My 400 is definitely not quiet.:laugh: 

I didn't do a whole lot to dampen the noise though...


----------



## OVRWRKD (Jul 1, 2010)

I've got dual 480s, used pella window flashing as sound deadener and wrapped both sides of my floor in carpet...quiet as can be.


----------



## nap83 (Jun 24, 2007)

my 400 is loud as crap. but with the subs blaring and with it only running for a min and a half to fill a 5g tank i do not mind it at all.


----------



## STOOF G37 (Nov 26, 2009)

Yeah my dual 400s are not quiet. But they only run for like 40 secs so its not a big deal. 

The amp draw is nuts though. 

Id go with the 444s if i did it again.


----------



## nap83 (Jun 24, 2007)

really? i was opting for dual 400's but seeing that they'd only run for a few i didn't bother...


----------



## harley06 (Feb 28, 2007)

my dual 400s are loud also.


----------



## ProjekBomb (Nov 11, 2005)

Air Zenith are real quiet its what i use in mine.


----------



## Ajlal24 (Mar 7, 2007)

mmm...It seems to be I have been ill-informed. 

Dual 480s it is!


----------



## fasttt600 (Apr 12, 2007)

I'd get the 444's. much quieter than the 400s.


----------



## vr6vdub97 (Sep 27, 2004)

Retromini said:


> My 400 is definitely not quiet.:laugh:
> 
> I didn't do a whole lot to dampen the noise though...

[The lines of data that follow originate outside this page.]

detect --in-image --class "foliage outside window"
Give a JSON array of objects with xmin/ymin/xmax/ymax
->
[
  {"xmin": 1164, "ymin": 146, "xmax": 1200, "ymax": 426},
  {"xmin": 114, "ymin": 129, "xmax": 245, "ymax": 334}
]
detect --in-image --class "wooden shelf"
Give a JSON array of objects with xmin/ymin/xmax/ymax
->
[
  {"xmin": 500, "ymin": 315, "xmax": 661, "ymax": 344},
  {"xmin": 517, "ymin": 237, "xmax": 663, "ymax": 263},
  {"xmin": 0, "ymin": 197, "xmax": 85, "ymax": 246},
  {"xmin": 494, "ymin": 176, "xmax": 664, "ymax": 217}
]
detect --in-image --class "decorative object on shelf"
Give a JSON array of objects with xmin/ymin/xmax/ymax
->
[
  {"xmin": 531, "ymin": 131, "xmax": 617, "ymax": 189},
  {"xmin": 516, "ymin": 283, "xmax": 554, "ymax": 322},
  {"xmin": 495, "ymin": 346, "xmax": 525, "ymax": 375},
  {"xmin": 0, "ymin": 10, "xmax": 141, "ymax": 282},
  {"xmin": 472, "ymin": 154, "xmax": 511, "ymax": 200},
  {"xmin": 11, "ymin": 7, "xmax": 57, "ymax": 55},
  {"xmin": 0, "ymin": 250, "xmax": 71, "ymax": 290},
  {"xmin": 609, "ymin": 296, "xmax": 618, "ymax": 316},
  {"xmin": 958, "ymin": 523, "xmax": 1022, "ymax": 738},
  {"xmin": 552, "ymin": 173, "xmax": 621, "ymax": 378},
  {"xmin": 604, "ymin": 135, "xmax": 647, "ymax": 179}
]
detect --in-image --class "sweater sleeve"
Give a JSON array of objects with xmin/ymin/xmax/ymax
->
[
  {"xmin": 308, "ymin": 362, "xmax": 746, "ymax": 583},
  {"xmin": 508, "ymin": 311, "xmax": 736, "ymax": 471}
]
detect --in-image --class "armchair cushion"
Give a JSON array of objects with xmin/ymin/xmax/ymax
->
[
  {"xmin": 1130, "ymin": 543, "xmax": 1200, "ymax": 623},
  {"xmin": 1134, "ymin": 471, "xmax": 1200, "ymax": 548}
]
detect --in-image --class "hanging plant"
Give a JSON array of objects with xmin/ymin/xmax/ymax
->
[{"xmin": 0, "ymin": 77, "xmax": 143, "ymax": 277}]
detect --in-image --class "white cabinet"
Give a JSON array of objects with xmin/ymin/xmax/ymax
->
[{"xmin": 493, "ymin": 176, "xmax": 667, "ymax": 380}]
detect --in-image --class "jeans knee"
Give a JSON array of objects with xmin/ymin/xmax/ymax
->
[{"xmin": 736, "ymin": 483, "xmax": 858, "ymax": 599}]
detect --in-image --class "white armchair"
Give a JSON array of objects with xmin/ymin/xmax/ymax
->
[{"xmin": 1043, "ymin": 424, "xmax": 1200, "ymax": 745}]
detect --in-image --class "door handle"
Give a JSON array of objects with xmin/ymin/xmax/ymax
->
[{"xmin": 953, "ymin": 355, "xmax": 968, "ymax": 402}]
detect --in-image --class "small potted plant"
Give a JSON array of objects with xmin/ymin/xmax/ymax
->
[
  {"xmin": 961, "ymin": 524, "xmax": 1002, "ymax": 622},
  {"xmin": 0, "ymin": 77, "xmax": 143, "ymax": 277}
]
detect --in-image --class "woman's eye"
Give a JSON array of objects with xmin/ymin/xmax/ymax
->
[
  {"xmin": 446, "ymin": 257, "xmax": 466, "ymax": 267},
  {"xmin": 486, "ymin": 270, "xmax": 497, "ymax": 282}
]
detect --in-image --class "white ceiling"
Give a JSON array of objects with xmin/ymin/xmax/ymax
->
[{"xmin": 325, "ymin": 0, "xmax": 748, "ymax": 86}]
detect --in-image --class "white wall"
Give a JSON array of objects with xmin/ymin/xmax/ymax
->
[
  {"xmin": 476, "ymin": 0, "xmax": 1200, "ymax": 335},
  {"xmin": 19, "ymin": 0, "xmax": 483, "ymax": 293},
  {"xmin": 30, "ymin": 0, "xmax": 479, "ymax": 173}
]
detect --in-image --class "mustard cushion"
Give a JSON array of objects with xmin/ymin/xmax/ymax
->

 haha i will second this, i cant wait to get another compressor on 400 is not enough at all


----------



## .:Hinrichs:. (Apr 26, 2010)

my 444s are quiet


----------



## vr6vdub97 (Sep 27, 2004)

.:Hinrichs:. said:


> my 444s are quiet


 Running dual 444s, do you have any type of sound deadening in your trunk setup?


----------



## President Lincoln (Jun 27, 2005)

What is the real difference with the 444's and the 480's?


----------



## .:Hinrichs:. (Apr 26, 2010)

vr6vdub97 said:


> Running dual 444s, do you have any type of sound deadening in your trunk setup?


 um i used some cheap stuff from home depot but i dont think it really does anything, its in my cabrio but that itself doesnt have much sound deadening and false floor is only framed with the carpet on top so no extra wood or anything


----------



## slammedfour (Aug 13, 2009)

dOWa242 said:


> What is the real difference with the 444's and the 480's?


 The difference is quite minimal when you cut down to it. The 444 uses a 1/4" leader line and the 480's use a 3/8" leader line. The 444's are a great deal for what you pay - though you don't get a pressure switch or relays. However, when you buy a kit like the e-level it works out because the e-level includes a pressure switch and you should definitely buy the accuair power kit. If you don't have a system like the e-level it still works out to be cheaper if you use a solenoid style relay and a mechanical pressure switch AND the 444's. Oh, and, the 444's look a lot better. :thumbup:


----------